Fathers and Sons
Until he came to Thailand, the best friend Max ever had was his son Brian, when Brian was about eight years old and they were in Cub Scouts.
Max had his children late in life. The style of hiking and camping that the Cubs did was just challenging enough for the little boy, while just easy enough for the middle-aged man. After a hike and a rehydrated dinner Max and Brian would lie in the tent side by side, or under the stars if the weather was fine, tell each other stupid knock-knock jokes and see who could fart the loudest. At that age Brian just assumed his Dad had all the answers, and Max was constantly amazed by how bright his son was. They adored each other.
A man’s relationship with his daughter never changes: from the moment of her birth until the moment of his death Max’s daughter would be Pookie-Bear and he would be Daddy. He would cut off his right arm if she asked him to and she knew he was her slave long before she could walk or speak.
But a man’s relationship with his son changes as they both age. By the time Max was sixty and his son nineteen Brian could not hide his frustration with his father’s inability to master any function on his phone beyond making a phone call. Max could not hide his disappointment that his brilliant son lived in a basement and divided his days between selling pot and playing ultra-violent video games.
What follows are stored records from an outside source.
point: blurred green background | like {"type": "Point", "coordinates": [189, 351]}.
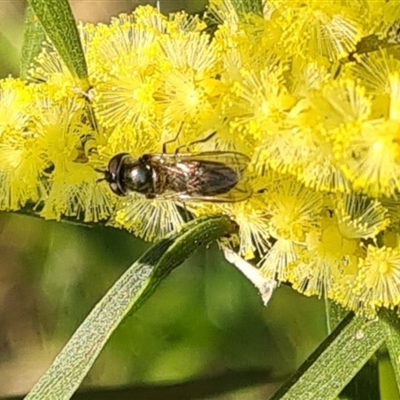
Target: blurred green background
{"type": "Point", "coordinates": [205, 322]}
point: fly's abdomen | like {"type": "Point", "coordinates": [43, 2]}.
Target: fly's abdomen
{"type": "Point", "coordinates": [204, 178]}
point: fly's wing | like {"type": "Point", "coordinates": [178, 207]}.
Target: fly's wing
{"type": "Point", "coordinates": [217, 176]}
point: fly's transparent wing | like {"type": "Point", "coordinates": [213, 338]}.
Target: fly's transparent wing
{"type": "Point", "coordinates": [215, 176]}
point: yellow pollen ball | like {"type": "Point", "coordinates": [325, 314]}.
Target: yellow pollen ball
{"type": "Point", "coordinates": [383, 267]}
{"type": "Point", "coordinates": [377, 147]}
{"type": "Point", "coordinates": [264, 108]}
{"type": "Point", "coordinates": [193, 97]}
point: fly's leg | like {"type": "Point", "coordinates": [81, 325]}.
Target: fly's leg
{"type": "Point", "coordinates": [187, 146]}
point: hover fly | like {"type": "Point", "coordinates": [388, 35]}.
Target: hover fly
{"type": "Point", "coordinates": [213, 176]}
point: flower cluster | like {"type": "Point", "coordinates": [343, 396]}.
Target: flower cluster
{"type": "Point", "coordinates": [319, 120]}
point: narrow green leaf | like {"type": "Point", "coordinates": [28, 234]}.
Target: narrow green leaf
{"type": "Point", "coordinates": [59, 24]}
{"type": "Point", "coordinates": [127, 294]}
{"type": "Point", "coordinates": [32, 44]}
{"type": "Point", "coordinates": [365, 385]}
{"type": "Point", "coordinates": [335, 362]}
{"type": "Point", "coordinates": [391, 327]}
{"type": "Point", "coordinates": [243, 7]}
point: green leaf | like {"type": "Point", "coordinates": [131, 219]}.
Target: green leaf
{"type": "Point", "coordinates": [335, 362]}
{"type": "Point", "coordinates": [391, 327]}
{"type": "Point", "coordinates": [128, 293]}
{"type": "Point", "coordinates": [34, 36]}
{"type": "Point", "coordinates": [59, 24]}
{"type": "Point", "coordinates": [243, 7]}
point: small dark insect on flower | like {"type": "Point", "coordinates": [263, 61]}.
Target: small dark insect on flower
{"type": "Point", "coordinates": [213, 176]}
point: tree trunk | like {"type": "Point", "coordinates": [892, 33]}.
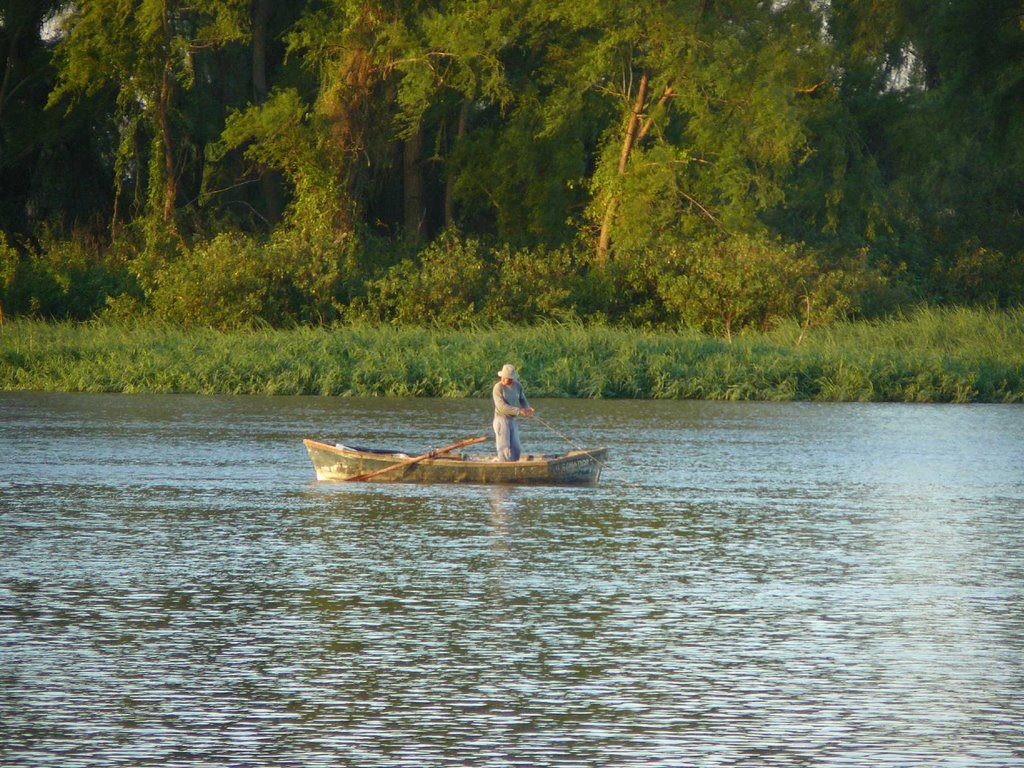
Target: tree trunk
{"type": "Point", "coordinates": [629, 140]}
{"type": "Point", "coordinates": [416, 215]}
{"type": "Point", "coordinates": [170, 182]}
{"type": "Point", "coordinates": [450, 180]}
{"type": "Point", "coordinates": [269, 180]}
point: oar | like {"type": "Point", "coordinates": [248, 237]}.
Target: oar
{"type": "Point", "coordinates": [585, 451]}
{"type": "Point", "coordinates": [407, 462]}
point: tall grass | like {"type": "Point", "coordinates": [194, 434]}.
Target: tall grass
{"type": "Point", "coordinates": [931, 355]}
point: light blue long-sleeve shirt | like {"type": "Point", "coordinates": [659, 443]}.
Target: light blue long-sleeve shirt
{"type": "Point", "coordinates": [509, 400]}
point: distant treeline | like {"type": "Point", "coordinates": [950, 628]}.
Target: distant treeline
{"type": "Point", "coordinates": [708, 165]}
{"type": "Point", "coordinates": [933, 355]}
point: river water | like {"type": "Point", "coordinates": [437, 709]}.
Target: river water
{"type": "Point", "coordinates": [751, 585]}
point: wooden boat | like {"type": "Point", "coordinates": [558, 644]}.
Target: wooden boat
{"type": "Point", "coordinates": [338, 462]}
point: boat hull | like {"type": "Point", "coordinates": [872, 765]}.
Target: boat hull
{"type": "Point", "coordinates": [340, 463]}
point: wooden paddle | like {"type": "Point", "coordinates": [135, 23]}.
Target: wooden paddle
{"type": "Point", "coordinates": [407, 462]}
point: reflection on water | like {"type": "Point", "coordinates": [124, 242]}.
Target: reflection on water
{"type": "Point", "coordinates": [752, 584]}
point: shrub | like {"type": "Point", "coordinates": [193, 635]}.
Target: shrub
{"type": "Point", "coordinates": [728, 285]}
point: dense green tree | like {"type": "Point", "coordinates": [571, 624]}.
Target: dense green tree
{"type": "Point", "coordinates": [144, 51]}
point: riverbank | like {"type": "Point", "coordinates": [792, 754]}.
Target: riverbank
{"type": "Point", "coordinates": [932, 355]}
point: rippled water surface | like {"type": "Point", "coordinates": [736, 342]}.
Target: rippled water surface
{"type": "Point", "coordinates": [751, 585]}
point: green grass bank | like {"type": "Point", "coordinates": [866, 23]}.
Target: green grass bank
{"type": "Point", "coordinates": [931, 355]}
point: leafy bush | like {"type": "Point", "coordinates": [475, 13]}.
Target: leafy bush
{"type": "Point", "coordinates": [60, 279]}
{"type": "Point", "coordinates": [725, 286]}
{"type": "Point", "coordinates": [227, 282]}
{"type": "Point", "coordinates": [983, 275]}
{"type": "Point", "coordinates": [448, 284]}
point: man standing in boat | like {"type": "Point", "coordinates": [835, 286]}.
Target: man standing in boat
{"type": "Point", "coordinates": [510, 401]}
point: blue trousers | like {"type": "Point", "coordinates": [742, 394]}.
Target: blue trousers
{"type": "Point", "coordinates": [507, 438]}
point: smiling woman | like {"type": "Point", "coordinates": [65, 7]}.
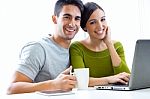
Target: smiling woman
{"type": "Point", "coordinates": [25, 20]}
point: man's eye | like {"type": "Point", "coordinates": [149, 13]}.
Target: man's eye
{"type": "Point", "coordinates": [66, 17]}
{"type": "Point", "coordinates": [78, 19]}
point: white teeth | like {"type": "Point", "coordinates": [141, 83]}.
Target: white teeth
{"type": "Point", "coordinates": [70, 30]}
{"type": "Point", "coordinates": [100, 32]}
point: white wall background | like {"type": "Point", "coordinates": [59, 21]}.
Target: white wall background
{"type": "Point", "coordinates": [22, 21]}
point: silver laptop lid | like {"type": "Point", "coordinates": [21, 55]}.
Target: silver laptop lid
{"type": "Point", "coordinates": [140, 77]}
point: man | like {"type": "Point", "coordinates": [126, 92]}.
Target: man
{"type": "Point", "coordinates": [42, 64]}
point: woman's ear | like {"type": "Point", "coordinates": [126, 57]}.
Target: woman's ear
{"type": "Point", "coordinates": [54, 19]}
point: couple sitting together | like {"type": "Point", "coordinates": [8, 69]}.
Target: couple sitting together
{"type": "Point", "coordinates": [45, 64]}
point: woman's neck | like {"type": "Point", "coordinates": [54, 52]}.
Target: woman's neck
{"type": "Point", "coordinates": [60, 41]}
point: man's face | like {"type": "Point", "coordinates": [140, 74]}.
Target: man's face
{"type": "Point", "coordinates": [68, 22]}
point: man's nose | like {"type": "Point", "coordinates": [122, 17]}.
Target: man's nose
{"type": "Point", "coordinates": [72, 23]}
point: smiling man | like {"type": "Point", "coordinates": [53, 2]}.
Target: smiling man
{"type": "Point", "coordinates": [44, 64]}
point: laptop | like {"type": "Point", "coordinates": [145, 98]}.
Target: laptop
{"type": "Point", "coordinates": [140, 73]}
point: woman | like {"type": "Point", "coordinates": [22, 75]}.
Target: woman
{"type": "Point", "coordinates": [104, 57]}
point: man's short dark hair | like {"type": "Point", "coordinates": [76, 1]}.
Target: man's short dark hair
{"type": "Point", "coordinates": [60, 3]}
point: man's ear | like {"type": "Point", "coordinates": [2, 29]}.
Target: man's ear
{"type": "Point", "coordinates": [85, 29]}
{"type": "Point", "coordinates": [54, 19]}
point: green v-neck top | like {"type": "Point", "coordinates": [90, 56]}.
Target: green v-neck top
{"type": "Point", "coordinates": [99, 63]}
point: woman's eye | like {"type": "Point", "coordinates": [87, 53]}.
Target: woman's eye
{"type": "Point", "coordinates": [103, 20]}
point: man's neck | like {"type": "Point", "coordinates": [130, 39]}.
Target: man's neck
{"type": "Point", "coordinates": [60, 41]}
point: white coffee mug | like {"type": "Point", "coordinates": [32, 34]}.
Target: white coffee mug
{"type": "Point", "coordinates": [82, 76]}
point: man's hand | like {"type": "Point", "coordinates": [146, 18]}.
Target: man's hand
{"type": "Point", "coordinates": [119, 78]}
{"type": "Point", "coordinates": [65, 81]}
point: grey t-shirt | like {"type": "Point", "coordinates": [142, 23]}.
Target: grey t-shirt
{"type": "Point", "coordinates": [43, 60]}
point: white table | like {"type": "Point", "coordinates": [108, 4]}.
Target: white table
{"type": "Point", "coordinates": [88, 94]}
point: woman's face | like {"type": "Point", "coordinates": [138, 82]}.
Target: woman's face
{"type": "Point", "coordinates": [96, 25]}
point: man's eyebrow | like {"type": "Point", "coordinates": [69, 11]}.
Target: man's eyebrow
{"type": "Point", "coordinates": [71, 15]}
{"type": "Point", "coordinates": [66, 14]}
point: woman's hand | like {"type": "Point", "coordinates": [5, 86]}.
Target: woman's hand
{"type": "Point", "coordinates": [107, 38]}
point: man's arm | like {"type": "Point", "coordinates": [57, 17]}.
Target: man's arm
{"type": "Point", "coordinates": [23, 84]}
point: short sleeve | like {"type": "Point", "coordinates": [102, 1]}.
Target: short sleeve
{"type": "Point", "coordinates": [32, 58]}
Max retired to Thailand at sixty-five. He quickly became fascinated with, and then just as quickly bored with: scuba diving, Thai cooking, orchids, property investment, and women named Lek, Noi, Nit and Noot. Only a couple of years after arriving he was spending his evenings alone watching TV with a Burmese cat in his lap.
Just before noon on one hot, muggy day he found himself sitting on a plastic stool at a plastic table on the dirty sidewalk outside the Nam Khem Marine Diesel Engine shop on Soi Ngu Talay in Phuket City. The shop’s doors were locked and the stool was so short Max’s knees were touching his chin. A few stacks of similar plastic furniture were chained to the wall; apparently at some point in the day a street vendor would come by and set up shop. But for the moment Max was alone on the hot cement.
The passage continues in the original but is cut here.